In recent years, Gavialosuchus carolinensis has often been assigned to Thecachampsa, which unfortunately is one of those mid-19th century names given to a single reptilian tooth, so some sort of further reassignment would not be surprising.

If you're disappointed in Thecachampsa, think how it feels for G. carolinensis!

This crocodilian comes from the Chandler Bridge Formation. Many large vertebrates have been found in this formation in pits and depressions at the contact with the underlying Ashley Formation, where phosphatic nodules dissolved. The Chandler Bridge Formation also includes sharks, rays, bony fish, sea turtles, pseudodontorns (false toothed birds), seals, sea cows, and whales.


The Morrison Formation is famous for its dinosaurs, but it is host to many other kinds of animals as well. Crocodylomorphs and turtles are notable components of the fauna. Traditionally, the medium-sized croc of the Morrison has been assigned to Goniopholis, but over the past few years this genus has been restricted to Europe. Amphicotylus has taken over its duties.

Two for the price of one: a skeletal mount and a cast of the original slab, helping to show what went into the work.

The original specimen was a bit of a roadkill, partially articulated and partially not. You can see a long stretch of articulated vertebrae, the underside of the skull, and, near the top, a patch of scutes from the animal's belly.

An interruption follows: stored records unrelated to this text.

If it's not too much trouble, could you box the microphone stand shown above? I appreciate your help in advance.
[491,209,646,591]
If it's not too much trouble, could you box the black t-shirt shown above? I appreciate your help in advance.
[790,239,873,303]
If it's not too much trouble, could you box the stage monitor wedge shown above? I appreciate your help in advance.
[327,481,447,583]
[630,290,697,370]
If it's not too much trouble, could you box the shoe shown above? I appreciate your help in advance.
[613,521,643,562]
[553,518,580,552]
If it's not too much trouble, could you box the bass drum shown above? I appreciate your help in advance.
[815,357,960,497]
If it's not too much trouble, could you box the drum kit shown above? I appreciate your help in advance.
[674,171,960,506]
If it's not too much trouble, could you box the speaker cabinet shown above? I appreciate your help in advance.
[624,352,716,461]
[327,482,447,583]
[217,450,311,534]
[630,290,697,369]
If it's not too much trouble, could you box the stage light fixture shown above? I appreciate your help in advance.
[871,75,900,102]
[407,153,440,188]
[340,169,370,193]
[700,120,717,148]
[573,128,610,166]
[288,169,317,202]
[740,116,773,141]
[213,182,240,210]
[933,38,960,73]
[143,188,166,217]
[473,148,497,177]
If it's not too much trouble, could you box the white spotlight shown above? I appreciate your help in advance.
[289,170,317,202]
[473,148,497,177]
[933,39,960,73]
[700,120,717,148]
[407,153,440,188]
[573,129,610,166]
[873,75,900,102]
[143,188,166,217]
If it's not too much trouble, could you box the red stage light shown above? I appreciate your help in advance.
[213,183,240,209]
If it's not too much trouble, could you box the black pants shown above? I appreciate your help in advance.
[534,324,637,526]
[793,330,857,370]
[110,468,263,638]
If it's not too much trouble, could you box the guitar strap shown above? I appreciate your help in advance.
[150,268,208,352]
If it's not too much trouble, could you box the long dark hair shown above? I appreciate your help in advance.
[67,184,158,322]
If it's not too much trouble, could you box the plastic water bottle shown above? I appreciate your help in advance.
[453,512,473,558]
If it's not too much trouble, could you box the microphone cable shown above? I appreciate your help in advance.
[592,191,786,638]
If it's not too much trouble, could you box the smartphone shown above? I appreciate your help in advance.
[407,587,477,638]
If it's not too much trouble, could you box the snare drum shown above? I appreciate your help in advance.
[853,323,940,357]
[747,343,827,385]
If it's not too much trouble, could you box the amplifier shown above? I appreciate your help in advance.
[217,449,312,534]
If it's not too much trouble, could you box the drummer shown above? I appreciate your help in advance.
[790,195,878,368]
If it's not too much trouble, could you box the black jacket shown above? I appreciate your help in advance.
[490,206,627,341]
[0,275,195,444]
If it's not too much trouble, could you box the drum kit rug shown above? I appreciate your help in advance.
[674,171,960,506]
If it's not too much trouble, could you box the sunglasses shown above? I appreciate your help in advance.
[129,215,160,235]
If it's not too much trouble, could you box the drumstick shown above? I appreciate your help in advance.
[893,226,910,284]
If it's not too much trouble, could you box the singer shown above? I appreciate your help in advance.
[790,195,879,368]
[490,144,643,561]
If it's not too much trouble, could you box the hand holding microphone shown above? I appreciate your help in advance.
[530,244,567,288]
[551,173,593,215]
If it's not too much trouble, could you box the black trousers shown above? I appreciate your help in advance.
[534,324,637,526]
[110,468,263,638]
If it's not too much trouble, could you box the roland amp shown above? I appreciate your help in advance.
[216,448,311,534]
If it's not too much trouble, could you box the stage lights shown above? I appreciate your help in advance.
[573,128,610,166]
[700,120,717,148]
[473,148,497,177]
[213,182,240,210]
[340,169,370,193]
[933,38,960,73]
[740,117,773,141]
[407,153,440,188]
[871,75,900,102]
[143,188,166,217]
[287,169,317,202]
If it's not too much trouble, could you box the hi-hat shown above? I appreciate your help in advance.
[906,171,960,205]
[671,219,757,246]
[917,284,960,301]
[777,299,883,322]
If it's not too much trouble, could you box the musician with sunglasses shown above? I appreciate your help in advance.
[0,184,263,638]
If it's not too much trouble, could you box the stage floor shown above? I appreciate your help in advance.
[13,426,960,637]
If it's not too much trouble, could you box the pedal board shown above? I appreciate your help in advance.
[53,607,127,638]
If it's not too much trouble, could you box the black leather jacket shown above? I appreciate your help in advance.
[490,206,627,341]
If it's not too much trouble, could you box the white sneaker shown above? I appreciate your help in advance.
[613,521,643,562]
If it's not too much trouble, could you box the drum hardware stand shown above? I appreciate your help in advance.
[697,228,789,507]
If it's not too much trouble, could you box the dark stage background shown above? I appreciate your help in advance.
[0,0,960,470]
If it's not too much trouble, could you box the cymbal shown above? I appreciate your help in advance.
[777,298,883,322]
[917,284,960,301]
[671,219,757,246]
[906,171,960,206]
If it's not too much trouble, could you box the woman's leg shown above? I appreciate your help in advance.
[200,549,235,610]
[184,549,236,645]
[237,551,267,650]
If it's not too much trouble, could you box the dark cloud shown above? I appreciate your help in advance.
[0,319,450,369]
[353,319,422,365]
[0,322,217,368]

"Goniopholis" is often a throw-in to Morrison Formation scenes, usually just kind of hanging around in the background doing something appropriately crocodilian. Although it is common to think of ancient crocs as looking basically like the modern varieties, especially if they are thought to have led similar lives, this is not the case. "Goniopholis", for example, not only has the extensive belly armor, but its dorsal armor is arranged in two parallel rows of rectangular scutes along the midline.

You may notice a difference in ambiance; this photo was taken a few years before most of the others on this page, but it certainly illustrates the dorsal armor.

Wannaganosuchus brachymanus

Wannaganosuchus is the other Wannagan crocodilian. You may spot some obvious differences from Borealosuchus. Most notably, it is much smaller. No need to worry about Wannaganosuchus getting too big for the house and having to surreptitiously release it into the wild.

It's also in an inset case, so not the most accessible for photography, either.

Wannaganosuchus is a representative of an early radiation of small generalist alligatorids. The teeth vary depending where they are in the jaws: the anterior teeth are more pointed and the posterior teeth are more blunt. Even as a miniature gator, the broad rounded snout is apparent.

You can get a sense of the broad, snub-nosed face in this photo. Not quite as obvious in this shot are the different types of teeth.